The standard UP says that position and momentum can't be measured simultaneously.
That's not correct - it is a suitable summary of the principle but it's too rough for actual use. The uncertainty principle states that the product of the uncertainties in position and momentum, $\Delta x$ and $\Delta p$, on any state of the system, is bounded from below, i.e. that $\Delta x\,\Delta p \gtrsim \hbar/2$.

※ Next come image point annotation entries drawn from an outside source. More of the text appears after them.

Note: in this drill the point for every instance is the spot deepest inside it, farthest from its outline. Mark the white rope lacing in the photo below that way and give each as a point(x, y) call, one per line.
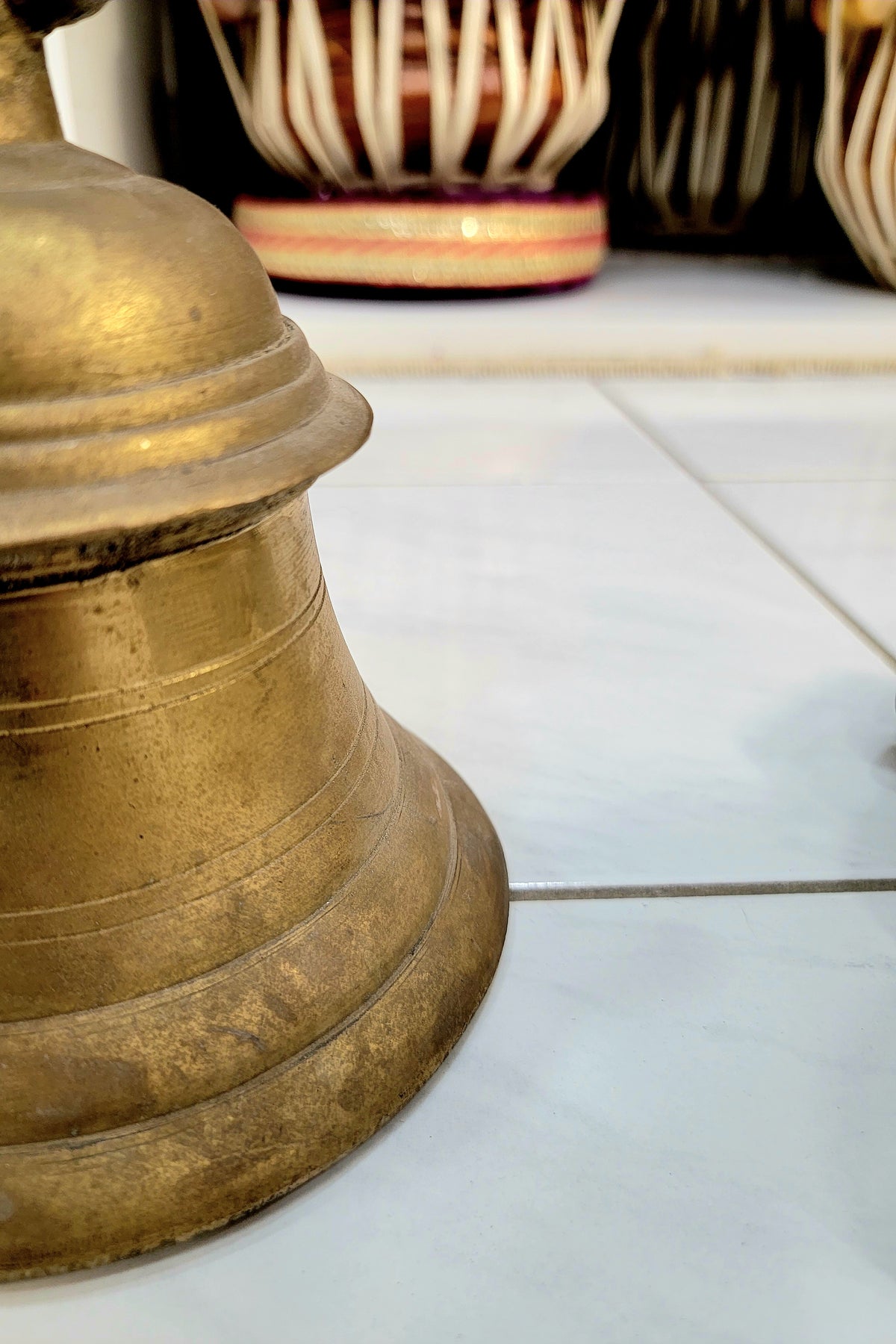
point(301, 134)
point(856, 163)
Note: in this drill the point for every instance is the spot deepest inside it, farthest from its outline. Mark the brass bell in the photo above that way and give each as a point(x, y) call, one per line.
point(243, 915)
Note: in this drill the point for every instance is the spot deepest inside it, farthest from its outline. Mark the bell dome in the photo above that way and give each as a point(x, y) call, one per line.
point(151, 391)
point(96, 296)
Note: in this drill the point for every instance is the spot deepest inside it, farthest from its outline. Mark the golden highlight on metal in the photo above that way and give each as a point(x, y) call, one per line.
point(243, 914)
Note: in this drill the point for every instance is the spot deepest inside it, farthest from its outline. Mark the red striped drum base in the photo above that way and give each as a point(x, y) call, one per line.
point(508, 243)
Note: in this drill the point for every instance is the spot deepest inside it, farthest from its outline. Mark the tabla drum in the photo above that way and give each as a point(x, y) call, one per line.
point(856, 154)
point(425, 139)
point(714, 120)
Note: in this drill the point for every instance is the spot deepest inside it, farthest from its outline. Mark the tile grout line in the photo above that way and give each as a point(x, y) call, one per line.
point(768, 546)
point(571, 892)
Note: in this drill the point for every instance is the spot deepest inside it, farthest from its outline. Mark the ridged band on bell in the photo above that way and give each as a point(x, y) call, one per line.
point(394, 96)
point(243, 914)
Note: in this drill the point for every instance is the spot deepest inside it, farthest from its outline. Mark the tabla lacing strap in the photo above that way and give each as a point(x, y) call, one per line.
point(585, 100)
point(762, 114)
point(455, 89)
point(856, 164)
point(262, 116)
point(311, 97)
point(884, 147)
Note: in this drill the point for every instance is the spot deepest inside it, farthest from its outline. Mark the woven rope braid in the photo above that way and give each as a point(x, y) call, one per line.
point(307, 140)
point(857, 148)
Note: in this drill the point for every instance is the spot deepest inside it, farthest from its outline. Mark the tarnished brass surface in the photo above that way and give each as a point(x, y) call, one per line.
point(243, 914)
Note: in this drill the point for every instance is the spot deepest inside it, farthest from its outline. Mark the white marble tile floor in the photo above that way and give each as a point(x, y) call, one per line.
point(635, 688)
point(671, 1122)
point(809, 465)
point(647, 314)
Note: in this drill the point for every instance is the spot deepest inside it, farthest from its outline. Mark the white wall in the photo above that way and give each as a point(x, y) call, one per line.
point(101, 72)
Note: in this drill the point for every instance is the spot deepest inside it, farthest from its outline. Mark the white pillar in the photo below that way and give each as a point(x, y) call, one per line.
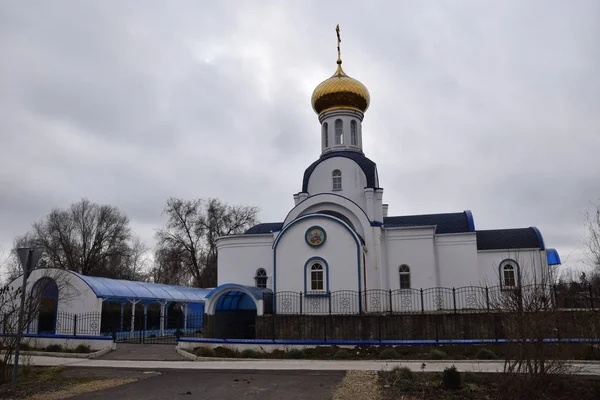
point(162, 319)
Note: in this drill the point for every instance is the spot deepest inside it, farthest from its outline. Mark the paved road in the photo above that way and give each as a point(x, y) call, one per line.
point(289, 365)
point(225, 385)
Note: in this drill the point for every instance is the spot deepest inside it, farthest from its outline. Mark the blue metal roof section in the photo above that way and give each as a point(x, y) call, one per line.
point(107, 288)
point(369, 167)
point(552, 257)
point(267, 227)
point(500, 239)
point(445, 223)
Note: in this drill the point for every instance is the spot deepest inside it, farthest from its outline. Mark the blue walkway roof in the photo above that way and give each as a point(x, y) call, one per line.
point(107, 288)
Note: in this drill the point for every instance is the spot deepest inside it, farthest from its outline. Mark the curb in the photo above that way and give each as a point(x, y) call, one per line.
point(187, 355)
point(65, 355)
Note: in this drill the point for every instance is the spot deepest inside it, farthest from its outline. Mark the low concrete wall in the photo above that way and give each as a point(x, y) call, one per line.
point(70, 342)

On a more abstract setting, given any two physical quantities $A$ and $B$, the product of their uncertainties is also bounded from below, but in the most general case the bound reads
\Delta A \, \Delta B \geq \frac12 \left|\left<[\hat A,\hat B]\right>\right|
and it is in terms of the expectation value of the commutator of the operators that correspond to those observables. This is standard fare in any introductory course in quantum mechanics, and it is the standard way to generalize the Heisenberg uncertainty principle to arbitrary observables; its technical name is the Robertson-Schrödinger uncertainty relation. As such, there's plenty of examples around - it's present pretty much any time you're doing quantum mechanics.
In the specific case of the Colangelo et al. paper, these uncertainty relations take the form
\Delta S_i \, \Delta S_j \geq \frac12 \left|⟨S_k⟩\right|,
where $S_i$, $S_j$, $S_k$ are any permutation of the three components of spin; the relation says that you can measure two components simultaneously so long as the third component averages out to zero. This relation is (a trivial consequence of) the cornerstone of the angular momentum algebra in quantum mechanics, and it is taught during any introductory QM course.
This is all to say: the "non-Heisenberg-ness" of the uncertainty relation at play in that paper is nothing new, and nothing much to gawk at. The paper represents important technical and technological achievements, but it does not break any previous conceptual paradigms.